En cambio, la rinosinusitis crónica presenta un cuadro más complejo. "Implica síntomas similares pero que se extienden por más de tres meses. La congestión se vuelve persistente, hay secreciones más espesas y de distintos colores, dolor facial más intenso, oídos tapados y una sensación general de malestar que puede alterar seriamente la calidad de vida", agregó.
Diagnóstico y tratamientos disponibles
Rodríguez Ruiz destacó que el acceso a la salud pública y a los avances médicos actuales permite un abordaje temprano y efectivo del problema. "Hoy contamos con medicamentos adecuados, tratamientos quirúrgicos si es necesario y, en algunos casos, terapias biológicas. Lo importante es no postergar la consulta médica. En hospitales públicos como el Pirovano, recibimos a todos los pacientes con este tipo de síntomas", sostuvo.
El cuadro puede agravarse si no se trata a tiempo. "En niños puede comprometer la órbita ocular, poniendo en riesgo la visión. También puede derivar en infecciones graves como meningitis o abscesos cerebrales. En adultos, puede agudizar cuadros de asma o derivar en hospitalizaciones. Son complicaciones serias que hoy, con una consulta oportuna, se pueden evitar", alertó la especialista.
Factores de riesgo y prevención
La rinosinusitis crónica tiene mayor prevalencia en otoño y primavera, estaciones en las que las alergias se intensifican. "En el AMBA, una de cada cuatro personas tiene algún tipo de alergia relacionada con la contaminación ambiental o los cambios estacionales. A eso se suma que el frío debilita el sistema inmune y aumenta el riesgo de infecciones respiratorias como faringitis o rinosinusitis", indicó Rodríguez Ruiz.
Además, remarcó el impacto del covid persistente en la salud respiratoria. "Desde la pandemia, muchas personas quedaron con secuelas en las vías aéreas superiores e inferiores, como la pérdida del olfato o dificultades respiratorias.
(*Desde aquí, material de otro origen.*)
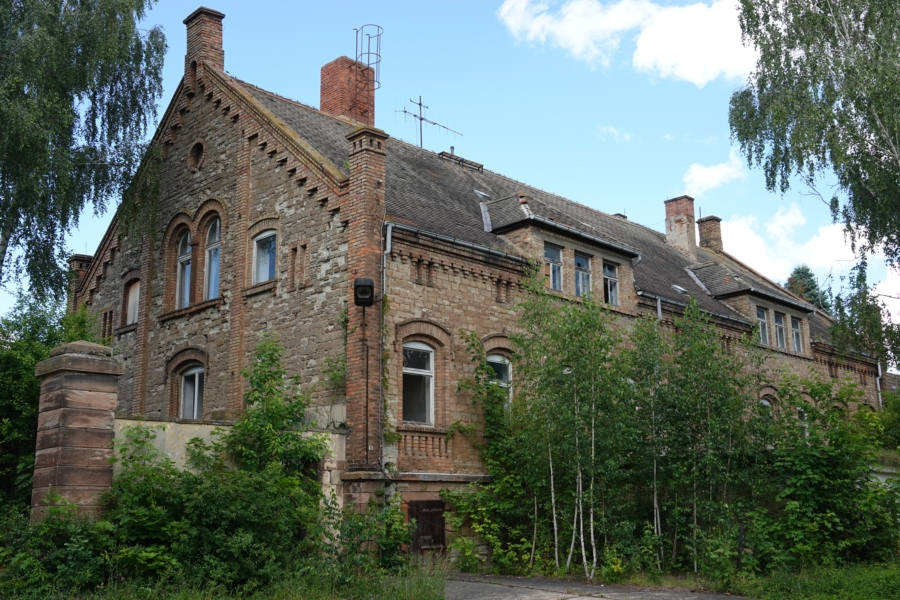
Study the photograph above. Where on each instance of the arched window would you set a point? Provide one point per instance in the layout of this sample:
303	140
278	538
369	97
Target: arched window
132	299
502	372
418	383
213	259
183	272
191	397
264	256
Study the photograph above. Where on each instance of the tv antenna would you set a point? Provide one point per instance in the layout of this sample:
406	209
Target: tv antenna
422	119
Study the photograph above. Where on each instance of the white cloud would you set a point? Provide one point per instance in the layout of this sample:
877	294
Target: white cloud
699	179
588	29
785	221
888	291
608	132
695	43
774	250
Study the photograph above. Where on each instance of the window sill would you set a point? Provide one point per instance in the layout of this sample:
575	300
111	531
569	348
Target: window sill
259	288
125	329
190	310
406	427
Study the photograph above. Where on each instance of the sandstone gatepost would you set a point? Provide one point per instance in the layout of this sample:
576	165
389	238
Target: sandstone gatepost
76	419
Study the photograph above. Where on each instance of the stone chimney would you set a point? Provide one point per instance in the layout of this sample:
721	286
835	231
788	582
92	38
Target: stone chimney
711	233
348	89
680	225
204	28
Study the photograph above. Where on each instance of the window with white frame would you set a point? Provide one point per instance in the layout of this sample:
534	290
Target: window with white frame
780	337
418	383
611	283
762	319
132	299
183	275
502	375
582	274
213	259
553	264
264	256
796	335
192	393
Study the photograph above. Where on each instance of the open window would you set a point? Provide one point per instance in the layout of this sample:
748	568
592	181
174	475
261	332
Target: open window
553	266
796	334
132	301
418	383
611	283
762	319
582	274
502	373
213	259
191	397
780	337
264	257
183	272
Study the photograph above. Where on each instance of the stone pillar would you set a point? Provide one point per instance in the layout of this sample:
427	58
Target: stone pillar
76	415
365	214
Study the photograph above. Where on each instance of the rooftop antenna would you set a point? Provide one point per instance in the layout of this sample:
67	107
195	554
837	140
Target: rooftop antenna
368	59
422	119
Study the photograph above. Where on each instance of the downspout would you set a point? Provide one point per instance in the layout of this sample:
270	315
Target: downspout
388	232
878	387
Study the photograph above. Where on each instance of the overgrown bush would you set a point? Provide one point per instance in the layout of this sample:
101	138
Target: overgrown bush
655	454
248	513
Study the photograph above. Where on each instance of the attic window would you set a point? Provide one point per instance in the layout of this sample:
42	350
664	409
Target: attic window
196	156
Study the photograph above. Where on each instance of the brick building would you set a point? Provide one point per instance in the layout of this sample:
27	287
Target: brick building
269	210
Esto también influye en la aparición de cuadros persistentes".
Por eso, la profesional insistió en la responsabilidad ciudadana: "Si un chico tiene fiebre o está resfriado, no debe ir a la escuela. Usar barbijo y mantener distancia cuando hay síntomas respiratorios sigue siendo una medida útil para prevenir contagios".
Consultar a tiempo, la clave para evitar complicaciones
La recomendación es clara: "Si los síntomas como nariz tapada, secreción o congestión persisten, si hay dificultades para dormir o para respirar normalmente, hay que acudir al especialista. A veces se requieren estudios por imágenes como radiografías o tomografías, además del examen clínico. No hay que dejarse estar", concluyó Rodríguez Ruiz.
El mensaje es contundente: la rinosinusitis crónica no es un resfrío mal curado, sino una enfermedad que puede evitarse o tratarse con éxito si se actúa a tiempo.